Maybe I’m wrong. Or maybe the point is that these “calls” are seen as entertainment, not real life, and that means it’s OK to script them like a comedy bit. Maybe, but I don’t like it.
Similarly, on the same day, the show referenced going “downtown” — and since the show is based in Phoenix it’s not clear if they meant there or downtown Los Angeles. A truly local show would be talking about the drive into work, things happening around your town, and more.
Now, it’s certainly not a bad show. The four Mess Makers are — as I already said — genuinely nice, and absolutely do their best to relate to the audience under the constraints of broadcasting from another city. I think they have the potential to be great, and I believe the show would be so much better if it were really local.

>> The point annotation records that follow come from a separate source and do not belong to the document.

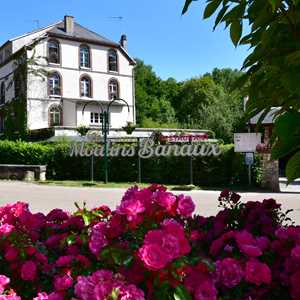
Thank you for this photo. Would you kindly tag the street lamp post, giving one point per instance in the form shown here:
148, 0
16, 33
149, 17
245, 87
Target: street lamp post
104, 113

If I were station management, I’d be working to let these kids fly. But then again, I wouldn’t be relying on a show from out of town.
Problems at Entercom
It seems that KROQ (106.7 FM) is not the only alternative station having ratings issues in the Entercom-owned chain of stations. Jerry Del Colliano reported this week on his InsideMusicMedia.com that outside of San Francisco, Seattle and Boston, Entercom’s alternative stations are underperforming both in ratings and revenue.
What’s causing the problem? Lack of events and concerts due to the COVID shutdown is certainly an issue, says Del Colliano, but a major problem is self-inflicted: The alternative format was among the first to go with regional and national DJs in an effort to cut costs, and listeners have responded by moving on to other stations.
KROQ fares better than most when it comes to local talent, but there are problems. Stryker and Klein (5 a.m. to 10 a.m.) are local, but syndicated to four other stations so they lose the local flavor. Same with Nicole Alvarez (10 a.m. to 3 p.m.) and Megan Holiday (3 p.m. to 7 p.m.); Kevan Kenney (7 p.m. to 12 a.m.) is syndicated from New York, as is overnighter Bryce Segall. So in total, none of KROQ’s broadcast day is dedicated to truly local programming.
Imagine the stations in which the talent isn’t even in the same city … ever.
Radio thrives when it’s live, local and a true part of the community. You can’t do that when you rely on syndication and cost-cutting. But you already know that.